Turkish Foreign Minister Mevlüt Çavuşoğlu said Turkish and U.S. officials had reached an agreement on the status of the Kurdish-held town of Manbij in northern Syria.
Manbij has threatened to become a flashpoint between the United States and Turkey as Turkish leaders have pledged to capture the town after completing an offensive against the Kurdish-controlled enclave of Afrin to the west, The United States has troops stationed in Afrin to train Kurdish forces to fight Islamic State (ISIS) and U.S. military chiefs have said they would robustly respond to any attack.
Turkish and American troops will provide security in Manbij after the withdrawal of the mainly Kurdish People’s Protection Units (YPG) forces from Manbij and both countries will oversee the withdrawal process, Çavuşoğlu said.

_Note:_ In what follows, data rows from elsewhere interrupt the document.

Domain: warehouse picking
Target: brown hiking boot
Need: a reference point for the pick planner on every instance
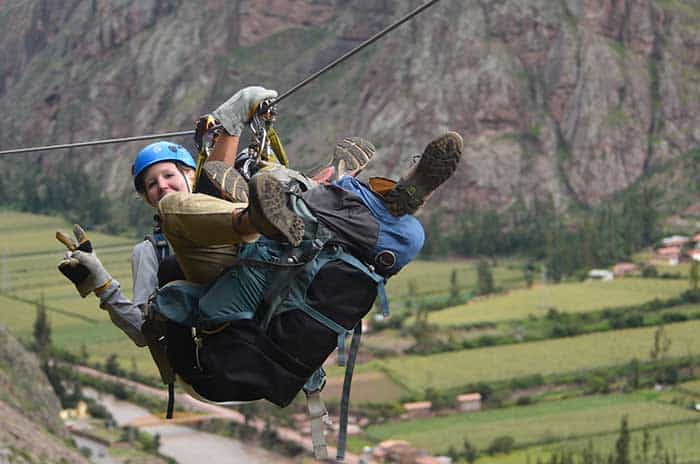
(221, 180)
(437, 163)
(268, 210)
(350, 157)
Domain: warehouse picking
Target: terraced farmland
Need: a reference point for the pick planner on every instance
(460, 368)
(566, 297)
(537, 423)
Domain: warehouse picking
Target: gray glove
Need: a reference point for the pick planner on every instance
(81, 266)
(238, 109)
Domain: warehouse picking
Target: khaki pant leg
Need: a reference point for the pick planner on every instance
(200, 230)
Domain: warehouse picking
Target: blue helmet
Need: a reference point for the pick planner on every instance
(156, 153)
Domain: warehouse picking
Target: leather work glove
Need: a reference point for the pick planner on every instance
(80, 264)
(238, 109)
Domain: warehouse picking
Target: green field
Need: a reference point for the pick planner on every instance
(29, 254)
(567, 297)
(431, 277)
(537, 423)
(460, 368)
(681, 439)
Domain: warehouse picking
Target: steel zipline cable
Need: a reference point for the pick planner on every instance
(286, 94)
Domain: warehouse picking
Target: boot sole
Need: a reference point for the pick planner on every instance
(229, 183)
(269, 202)
(437, 163)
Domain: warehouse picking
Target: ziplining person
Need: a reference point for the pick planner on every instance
(363, 223)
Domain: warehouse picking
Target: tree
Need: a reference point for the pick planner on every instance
(42, 329)
(484, 282)
(661, 346)
(454, 288)
(529, 273)
(622, 445)
(112, 365)
(470, 452)
(694, 275)
(503, 444)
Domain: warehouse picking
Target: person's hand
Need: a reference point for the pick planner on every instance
(80, 264)
(238, 109)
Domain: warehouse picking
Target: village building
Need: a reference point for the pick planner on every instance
(469, 402)
(675, 241)
(600, 274)
(670, 256)
(622, 269)
(417, 409)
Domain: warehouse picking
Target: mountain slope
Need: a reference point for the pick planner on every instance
(31, 430)
(573, 99)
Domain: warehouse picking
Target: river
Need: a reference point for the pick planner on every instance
(187, 445)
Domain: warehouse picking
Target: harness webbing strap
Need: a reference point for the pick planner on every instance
(171, 401)
(317, 413)
(345, 397)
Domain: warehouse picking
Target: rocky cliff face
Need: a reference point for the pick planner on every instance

Turkey and the United States have been discussing a possible solution to the status of Manbij city since the Obama administration. Turkey says it was given assurances by the United States side that Syrian Kurdish forces would not cross to the west of the River Euphrates where Manbij lies, but the Syrian Democratic Forces (SDF), dominated by the YPG, captured the town from Islamic State in 2016.

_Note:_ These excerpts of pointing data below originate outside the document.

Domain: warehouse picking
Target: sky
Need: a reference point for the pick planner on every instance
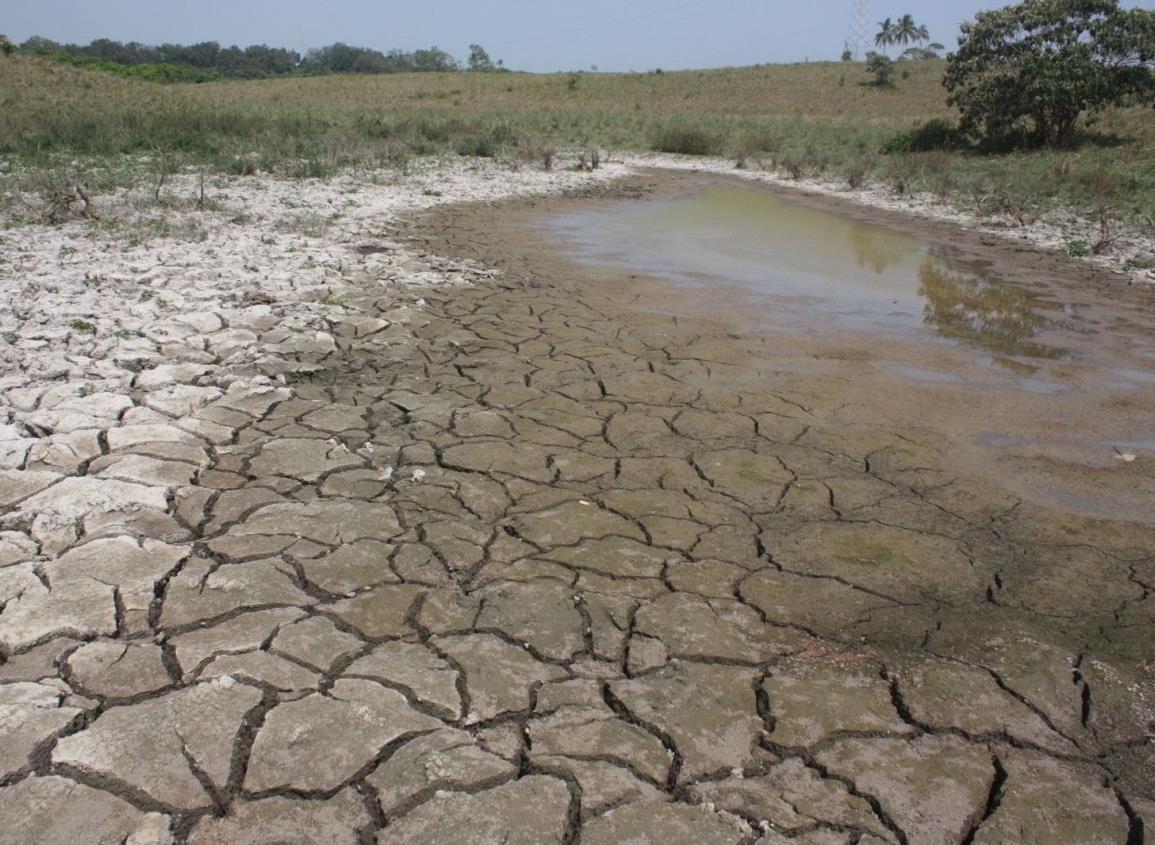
(538, 36)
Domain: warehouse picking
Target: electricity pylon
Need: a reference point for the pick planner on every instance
(858, 35)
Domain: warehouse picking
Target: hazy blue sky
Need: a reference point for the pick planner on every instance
(544, 35)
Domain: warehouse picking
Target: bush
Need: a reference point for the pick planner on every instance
(687, 141)
(881, 68)
(933, 135)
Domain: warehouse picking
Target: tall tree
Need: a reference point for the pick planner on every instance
(1029, 72)
(906, 31)
(478, 59)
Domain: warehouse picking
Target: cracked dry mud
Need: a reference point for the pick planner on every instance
(537, 566)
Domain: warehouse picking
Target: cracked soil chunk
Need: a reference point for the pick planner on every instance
(791, 798)
(811, 701)
(321, 741)
(708, 711)
(118, 670)
(932, 787)
(498, 675)
(968, 698)
(651, 823)
(153, 747)
(542, 614)
(445, 760)
(280, 821)
(430, 679)
(1045, 800)
(34, 613)
(528, 812)
(54, 809)
(694, 627)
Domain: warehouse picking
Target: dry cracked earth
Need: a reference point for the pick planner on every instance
(534, 567)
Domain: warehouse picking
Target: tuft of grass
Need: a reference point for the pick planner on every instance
(688, 141)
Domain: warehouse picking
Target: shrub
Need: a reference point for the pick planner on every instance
(857, 173)
(881, 68)
(936, 134)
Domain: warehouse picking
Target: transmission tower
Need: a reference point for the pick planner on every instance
(858, 35)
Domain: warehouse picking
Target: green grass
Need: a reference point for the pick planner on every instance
(809, 120)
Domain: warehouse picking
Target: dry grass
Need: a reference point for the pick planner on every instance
(811, 119)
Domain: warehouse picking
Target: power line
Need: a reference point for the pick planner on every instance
(858, 34)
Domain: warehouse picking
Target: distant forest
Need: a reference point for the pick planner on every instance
(208, 60)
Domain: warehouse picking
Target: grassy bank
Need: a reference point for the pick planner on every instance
(806, 120)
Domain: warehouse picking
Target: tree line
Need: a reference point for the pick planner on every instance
(209, 60)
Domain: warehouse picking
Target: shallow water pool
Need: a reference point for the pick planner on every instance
(816, 269)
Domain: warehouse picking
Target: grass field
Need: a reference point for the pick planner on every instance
(806, 120)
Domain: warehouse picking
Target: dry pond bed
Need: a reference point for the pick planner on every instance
(574, 553)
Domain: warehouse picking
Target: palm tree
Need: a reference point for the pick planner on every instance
(885, 36)
(906, 31)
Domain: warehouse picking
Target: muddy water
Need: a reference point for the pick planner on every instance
(867, 548)
(952, 318)
(816, 270)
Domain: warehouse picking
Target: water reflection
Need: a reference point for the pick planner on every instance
(817, 269)
(878, 248)
(965, 305)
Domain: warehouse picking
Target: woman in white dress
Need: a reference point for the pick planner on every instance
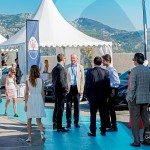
(11, 91)
(34, 100)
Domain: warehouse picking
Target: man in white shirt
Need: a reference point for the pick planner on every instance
(114, 84)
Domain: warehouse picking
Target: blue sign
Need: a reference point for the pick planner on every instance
(32, 43)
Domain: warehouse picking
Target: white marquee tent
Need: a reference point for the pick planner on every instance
(55, 32)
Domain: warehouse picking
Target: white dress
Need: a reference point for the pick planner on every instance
(35, 104)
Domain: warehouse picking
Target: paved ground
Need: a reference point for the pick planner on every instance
(13, 132)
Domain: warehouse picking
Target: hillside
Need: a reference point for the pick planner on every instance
(123, 41)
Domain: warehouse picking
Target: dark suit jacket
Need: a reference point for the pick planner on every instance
(97, 85)
(59, 79)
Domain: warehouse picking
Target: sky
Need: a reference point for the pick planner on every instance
(119, 14)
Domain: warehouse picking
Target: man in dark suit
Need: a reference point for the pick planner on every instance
(59, 80)
(97, 90)
(138, 97)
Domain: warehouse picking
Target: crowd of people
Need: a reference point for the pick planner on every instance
(99, 88)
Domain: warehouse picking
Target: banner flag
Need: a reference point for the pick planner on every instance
(145, 29)
(32, 43)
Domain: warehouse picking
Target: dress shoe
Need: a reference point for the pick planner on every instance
(68, 126)
(91, 134)
(112, 129)
(62, 130)
(144, 143)
(77, 125)
(54, 126)
(135, 144)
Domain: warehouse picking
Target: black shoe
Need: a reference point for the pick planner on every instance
(112, 129)
(62, 130)
(135, 144)
(54, 126)
(144, 143)
(103, 133)
(77, 125)
(91, 134)
(68, 126)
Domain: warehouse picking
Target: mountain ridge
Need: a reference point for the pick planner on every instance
(123, 41)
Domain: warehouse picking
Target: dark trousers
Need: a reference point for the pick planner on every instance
(58, 110)
(72, 96)
(138, 111)
(101, 107)
(111, 114)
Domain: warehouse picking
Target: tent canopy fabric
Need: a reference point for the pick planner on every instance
(2, 39)
(54, 31)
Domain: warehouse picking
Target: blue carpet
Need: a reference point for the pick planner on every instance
(76, 138)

Turkey says the YPG is a terrorist organisation and an extension of the Kurdistan Workers’ Party (PKK) that has been fighting for autonomy in Turkey since 1984. The YPG denies any direct link to the PKK. The United States lists the PKK as a terrorist group, but arms and trains the SDF.
Turkish-led forces launched a military operation into Afrin on Jan. 20, arguing YPG forces in the city pose a threat to its own cities. According to local reports, Turkish-led forces are now on the outskirts of Afrin.

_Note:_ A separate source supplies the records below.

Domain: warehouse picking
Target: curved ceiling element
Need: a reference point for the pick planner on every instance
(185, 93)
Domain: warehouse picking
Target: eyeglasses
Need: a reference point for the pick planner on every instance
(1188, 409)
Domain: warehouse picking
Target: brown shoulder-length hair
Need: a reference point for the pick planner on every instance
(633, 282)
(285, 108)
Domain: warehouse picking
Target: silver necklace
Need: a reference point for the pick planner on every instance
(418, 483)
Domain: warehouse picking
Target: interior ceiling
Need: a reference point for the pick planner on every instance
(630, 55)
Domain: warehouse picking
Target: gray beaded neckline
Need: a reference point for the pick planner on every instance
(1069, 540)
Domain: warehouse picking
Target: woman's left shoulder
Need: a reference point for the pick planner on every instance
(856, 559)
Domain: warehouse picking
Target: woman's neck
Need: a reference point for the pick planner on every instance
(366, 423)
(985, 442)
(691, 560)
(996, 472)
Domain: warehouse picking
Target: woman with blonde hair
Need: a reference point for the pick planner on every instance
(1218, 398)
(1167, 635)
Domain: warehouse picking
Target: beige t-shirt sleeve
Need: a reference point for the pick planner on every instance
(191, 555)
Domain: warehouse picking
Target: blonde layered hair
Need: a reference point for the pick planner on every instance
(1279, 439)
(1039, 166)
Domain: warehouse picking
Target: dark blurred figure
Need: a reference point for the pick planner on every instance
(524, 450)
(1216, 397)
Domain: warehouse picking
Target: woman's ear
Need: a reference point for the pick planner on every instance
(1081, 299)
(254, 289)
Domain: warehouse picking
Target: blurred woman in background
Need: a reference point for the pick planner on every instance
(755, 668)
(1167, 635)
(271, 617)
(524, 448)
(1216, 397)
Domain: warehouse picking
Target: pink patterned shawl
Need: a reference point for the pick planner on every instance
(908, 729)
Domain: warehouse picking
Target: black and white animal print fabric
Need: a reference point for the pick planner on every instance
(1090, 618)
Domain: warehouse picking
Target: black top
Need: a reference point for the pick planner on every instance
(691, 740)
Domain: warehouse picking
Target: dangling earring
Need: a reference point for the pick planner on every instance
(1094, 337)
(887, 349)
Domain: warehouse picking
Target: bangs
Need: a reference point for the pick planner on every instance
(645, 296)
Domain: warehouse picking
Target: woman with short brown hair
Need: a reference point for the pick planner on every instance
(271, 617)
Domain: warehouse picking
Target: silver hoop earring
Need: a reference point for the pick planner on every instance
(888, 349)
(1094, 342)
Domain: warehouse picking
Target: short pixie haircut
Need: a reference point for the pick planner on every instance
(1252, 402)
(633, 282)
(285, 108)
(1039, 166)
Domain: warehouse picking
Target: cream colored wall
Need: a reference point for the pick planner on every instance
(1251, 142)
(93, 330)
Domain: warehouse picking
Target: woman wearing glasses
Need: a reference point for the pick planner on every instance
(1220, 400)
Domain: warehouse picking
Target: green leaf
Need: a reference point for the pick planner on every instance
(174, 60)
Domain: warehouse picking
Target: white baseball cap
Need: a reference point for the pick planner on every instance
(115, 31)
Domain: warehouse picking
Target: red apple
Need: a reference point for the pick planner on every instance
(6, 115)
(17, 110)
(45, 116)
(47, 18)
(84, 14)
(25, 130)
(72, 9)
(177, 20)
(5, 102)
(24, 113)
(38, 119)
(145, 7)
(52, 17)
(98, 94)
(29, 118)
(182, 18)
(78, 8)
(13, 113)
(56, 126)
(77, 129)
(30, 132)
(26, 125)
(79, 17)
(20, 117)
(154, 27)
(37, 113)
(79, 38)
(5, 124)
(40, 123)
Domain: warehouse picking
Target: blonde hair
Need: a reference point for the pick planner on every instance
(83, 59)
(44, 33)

“Disaster might follow if Turkey decides to take over Afrin city centre,” Steven Heydemann, one of the United States’ most prominent Syria scholars, told AhvalTV last week, adding that it might bring “generations of conflict”.
Çavuşoğlu said working groups set up after U.S. Secretary of State Rex Tillerson’s visit to Ankara last month would work on bringing stability to other northern Syrian cities where YPG forces are present. Turkish and U.S. officials are working on a timetable to implement these plans, he said. The next meeting is set for March 19.
The U.S. administration has yet to confirm Çavuşoğlu’s remarks.